2. Prediction of parasitic characteristics
“I especially like this example, because I worked as a circuit designer for many years: using graph neural networks, we predict parasitic characteristics. In the past, circuit design was a very iterative process – you draw a circuit like the one on the left with two transistors. But you don’t know what characteristics it will have until the layout designer creates a topology from this circuit, gets parasitic characteristics, and only then can you run simulations of the circuit and find out if they meet the specifications, ”Dalley notes.
“Then you change your circuit and give it back to the topology designer, which is a very long and inhumanly time-consuming process. Now we can train neural networks to predict parasitic characteristics without the need to create topologies. That is, the circuit designer can iterate very quickly without having to loop through the manual process of creating layouts. And the graph shown in the figure shows that we get very accurate predictions of spurious characteristics compared to the reference data.”

3. Placement and routing issues
“We can also predict bottlenecks when tracing; this is critical to the topology of our chips. In the normal process, we have a join table that goes through a placement and routing process; it can be quite long and often takes several days. And only after that we can identify bottlenecks by finding out that the current placement of elements is not adequate. We have to refactor the topology and place the macros differently to avoid red areas (see slide below) where there are too many wires and a kind of “traffic jam” for the bits. Now we can not perform the process of placement and tracing, it is enough to take these connection tables and using a graph neural network to predict the places where “traffic jams” form with fairly accurate results. They’re not perfect, but they identify problem areas, after which we can react to this and iterate very quickly, without the need for a full placement and routing process, ”says Bill.

4. Automate the migration of standard cells
“All of the techniques described above use AI to challenge human design decisions. However, an even more amazing feature is the use of AI in the design itself. I will show this with two examples. The first is the system we call NVCell, it uses a combination of annealing simulation and reinforcement learning to design our standard cell library. Every time we create a new technology, let’s say we go from seven nanometers to five, we have a library of cells. A cell can be an AND gate, an OR gate, a full adder. We have many thousands of these cells that need to be redesigned for new technology with a very complex set of rules.”
“Essentially, we do this by using reinforcement learning to place the transistors. But more importantly, after placing them, a lot of design violations occur, and the neural network “passes” them like a video game. This is exactly what reinforcement learning is particularly good at. One great example of this is the use of reinforcement learning for Atari video games. So, it’s like an Atari video game, but this video game is all about fixing design rule violations in a standard cell.
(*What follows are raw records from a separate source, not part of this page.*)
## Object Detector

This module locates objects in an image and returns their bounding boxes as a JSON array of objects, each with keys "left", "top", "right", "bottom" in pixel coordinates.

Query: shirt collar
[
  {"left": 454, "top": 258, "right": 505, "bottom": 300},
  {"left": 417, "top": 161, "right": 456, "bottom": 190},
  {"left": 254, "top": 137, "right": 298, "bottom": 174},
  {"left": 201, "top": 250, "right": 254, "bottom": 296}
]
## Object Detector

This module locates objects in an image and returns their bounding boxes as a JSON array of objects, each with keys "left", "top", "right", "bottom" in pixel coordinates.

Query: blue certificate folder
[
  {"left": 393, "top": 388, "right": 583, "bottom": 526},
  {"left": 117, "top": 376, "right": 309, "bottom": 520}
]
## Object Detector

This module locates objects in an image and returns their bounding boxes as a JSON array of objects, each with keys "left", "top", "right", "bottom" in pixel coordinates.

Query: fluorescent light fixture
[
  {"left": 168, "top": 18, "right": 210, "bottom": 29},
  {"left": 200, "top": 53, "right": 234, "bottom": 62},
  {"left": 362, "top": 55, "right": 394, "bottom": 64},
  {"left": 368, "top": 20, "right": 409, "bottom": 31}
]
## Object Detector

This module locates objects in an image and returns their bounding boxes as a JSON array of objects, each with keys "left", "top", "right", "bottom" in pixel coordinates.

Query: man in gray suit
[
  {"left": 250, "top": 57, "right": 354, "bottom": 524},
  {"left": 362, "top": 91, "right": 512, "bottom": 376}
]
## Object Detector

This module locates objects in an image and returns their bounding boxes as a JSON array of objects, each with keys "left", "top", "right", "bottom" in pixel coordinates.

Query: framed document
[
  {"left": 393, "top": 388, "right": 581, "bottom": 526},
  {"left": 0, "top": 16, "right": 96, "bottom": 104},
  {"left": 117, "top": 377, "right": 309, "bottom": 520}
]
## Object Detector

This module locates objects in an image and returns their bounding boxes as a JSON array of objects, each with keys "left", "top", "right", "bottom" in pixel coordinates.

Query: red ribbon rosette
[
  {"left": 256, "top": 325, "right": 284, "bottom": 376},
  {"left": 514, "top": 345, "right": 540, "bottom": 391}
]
By eliminating these violations using reinforcement learning, we can, in fact, complete the design of standard cells. The slide below shows that 92% of the elements of the cell library were created without violating the design rules and the rules for constructing diagrams. At the same time, 12% of them are smaller than human-designed cells, and in general, in terms of cell complexity, this tool does the same as a living designer, or even better.”
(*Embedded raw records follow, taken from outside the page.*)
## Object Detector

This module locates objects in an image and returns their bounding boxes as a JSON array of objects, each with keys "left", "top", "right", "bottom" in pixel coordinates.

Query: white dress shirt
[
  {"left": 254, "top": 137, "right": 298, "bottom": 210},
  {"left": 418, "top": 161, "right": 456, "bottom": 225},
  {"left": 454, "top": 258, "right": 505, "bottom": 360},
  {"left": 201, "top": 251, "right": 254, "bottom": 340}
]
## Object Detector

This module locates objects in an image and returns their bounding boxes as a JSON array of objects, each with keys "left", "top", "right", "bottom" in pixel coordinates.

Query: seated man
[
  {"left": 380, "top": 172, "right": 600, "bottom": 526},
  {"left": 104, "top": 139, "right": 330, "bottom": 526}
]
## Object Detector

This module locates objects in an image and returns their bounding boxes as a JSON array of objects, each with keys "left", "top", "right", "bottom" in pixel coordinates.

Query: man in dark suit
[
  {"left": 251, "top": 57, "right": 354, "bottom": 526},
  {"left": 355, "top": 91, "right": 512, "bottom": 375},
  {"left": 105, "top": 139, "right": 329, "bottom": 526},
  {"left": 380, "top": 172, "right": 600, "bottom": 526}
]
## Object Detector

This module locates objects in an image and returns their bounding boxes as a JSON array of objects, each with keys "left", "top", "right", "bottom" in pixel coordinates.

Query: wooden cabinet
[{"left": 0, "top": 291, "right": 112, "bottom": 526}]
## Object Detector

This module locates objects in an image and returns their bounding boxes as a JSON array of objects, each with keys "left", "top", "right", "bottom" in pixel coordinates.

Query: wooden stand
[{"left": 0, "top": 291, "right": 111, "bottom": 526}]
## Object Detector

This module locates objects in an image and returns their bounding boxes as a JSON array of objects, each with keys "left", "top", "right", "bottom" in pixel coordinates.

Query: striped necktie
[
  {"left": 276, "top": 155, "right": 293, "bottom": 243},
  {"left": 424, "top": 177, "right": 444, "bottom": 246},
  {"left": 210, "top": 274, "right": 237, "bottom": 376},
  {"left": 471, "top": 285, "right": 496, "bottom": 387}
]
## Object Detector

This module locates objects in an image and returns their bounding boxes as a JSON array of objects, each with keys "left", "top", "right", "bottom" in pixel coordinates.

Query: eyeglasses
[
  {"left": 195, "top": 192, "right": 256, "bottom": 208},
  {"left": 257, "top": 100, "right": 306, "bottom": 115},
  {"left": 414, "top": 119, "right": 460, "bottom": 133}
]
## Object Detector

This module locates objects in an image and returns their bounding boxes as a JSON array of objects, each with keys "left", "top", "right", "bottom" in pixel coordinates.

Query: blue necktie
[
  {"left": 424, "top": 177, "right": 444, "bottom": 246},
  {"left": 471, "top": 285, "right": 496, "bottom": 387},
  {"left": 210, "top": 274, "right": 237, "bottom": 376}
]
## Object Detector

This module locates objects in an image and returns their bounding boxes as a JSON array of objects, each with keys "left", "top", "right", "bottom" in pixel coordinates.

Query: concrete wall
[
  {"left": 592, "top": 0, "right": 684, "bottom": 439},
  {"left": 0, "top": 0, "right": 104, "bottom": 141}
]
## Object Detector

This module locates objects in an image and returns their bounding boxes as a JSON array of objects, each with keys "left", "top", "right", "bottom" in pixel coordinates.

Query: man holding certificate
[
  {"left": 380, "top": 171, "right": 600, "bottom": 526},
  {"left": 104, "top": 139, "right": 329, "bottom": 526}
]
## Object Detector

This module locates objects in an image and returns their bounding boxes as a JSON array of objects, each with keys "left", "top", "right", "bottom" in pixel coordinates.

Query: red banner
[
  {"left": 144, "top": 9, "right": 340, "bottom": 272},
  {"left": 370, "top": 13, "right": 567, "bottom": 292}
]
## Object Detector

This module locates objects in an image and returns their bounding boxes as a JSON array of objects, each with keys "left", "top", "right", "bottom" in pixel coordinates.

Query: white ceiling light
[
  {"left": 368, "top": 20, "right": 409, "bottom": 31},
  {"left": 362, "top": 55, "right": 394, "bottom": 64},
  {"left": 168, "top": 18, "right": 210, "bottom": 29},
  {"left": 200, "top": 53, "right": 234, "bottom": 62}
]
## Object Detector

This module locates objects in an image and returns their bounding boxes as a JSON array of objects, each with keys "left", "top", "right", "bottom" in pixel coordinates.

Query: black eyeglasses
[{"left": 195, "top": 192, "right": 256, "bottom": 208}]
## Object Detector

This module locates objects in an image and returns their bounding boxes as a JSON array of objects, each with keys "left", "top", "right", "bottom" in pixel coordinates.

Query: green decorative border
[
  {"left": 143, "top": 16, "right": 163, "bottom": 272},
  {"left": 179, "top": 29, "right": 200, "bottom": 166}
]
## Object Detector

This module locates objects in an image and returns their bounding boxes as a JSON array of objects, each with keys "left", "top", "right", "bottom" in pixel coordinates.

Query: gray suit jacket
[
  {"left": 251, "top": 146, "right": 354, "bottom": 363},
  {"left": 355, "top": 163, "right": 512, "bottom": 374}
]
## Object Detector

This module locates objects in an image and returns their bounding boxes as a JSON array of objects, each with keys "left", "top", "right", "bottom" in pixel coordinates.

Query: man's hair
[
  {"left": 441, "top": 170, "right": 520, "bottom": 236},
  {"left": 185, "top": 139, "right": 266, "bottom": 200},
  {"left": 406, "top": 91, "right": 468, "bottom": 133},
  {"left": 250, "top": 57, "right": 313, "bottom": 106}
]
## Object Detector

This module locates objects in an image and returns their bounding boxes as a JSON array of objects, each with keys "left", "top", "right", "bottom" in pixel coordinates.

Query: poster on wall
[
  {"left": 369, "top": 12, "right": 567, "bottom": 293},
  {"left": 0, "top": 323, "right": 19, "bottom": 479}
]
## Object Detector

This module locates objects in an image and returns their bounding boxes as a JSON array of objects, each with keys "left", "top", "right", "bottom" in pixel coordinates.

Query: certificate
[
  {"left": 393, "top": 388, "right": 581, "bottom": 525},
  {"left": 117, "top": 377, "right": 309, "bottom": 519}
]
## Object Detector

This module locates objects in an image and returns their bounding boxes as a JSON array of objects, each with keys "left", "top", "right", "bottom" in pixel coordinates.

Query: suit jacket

“This solves two of our problems. First, we greatly save on human labor. It took a good part of a year for a group of about ten people to port a library of new technology. Now we can do it with a couple of GPUs running for days. After that, people can finalize the remaining 8% of the cells that could not be created automatically. And in many cases, the design designed by the neural network turns out to be more perfect. That is, we save on labor and get a better result than people do.”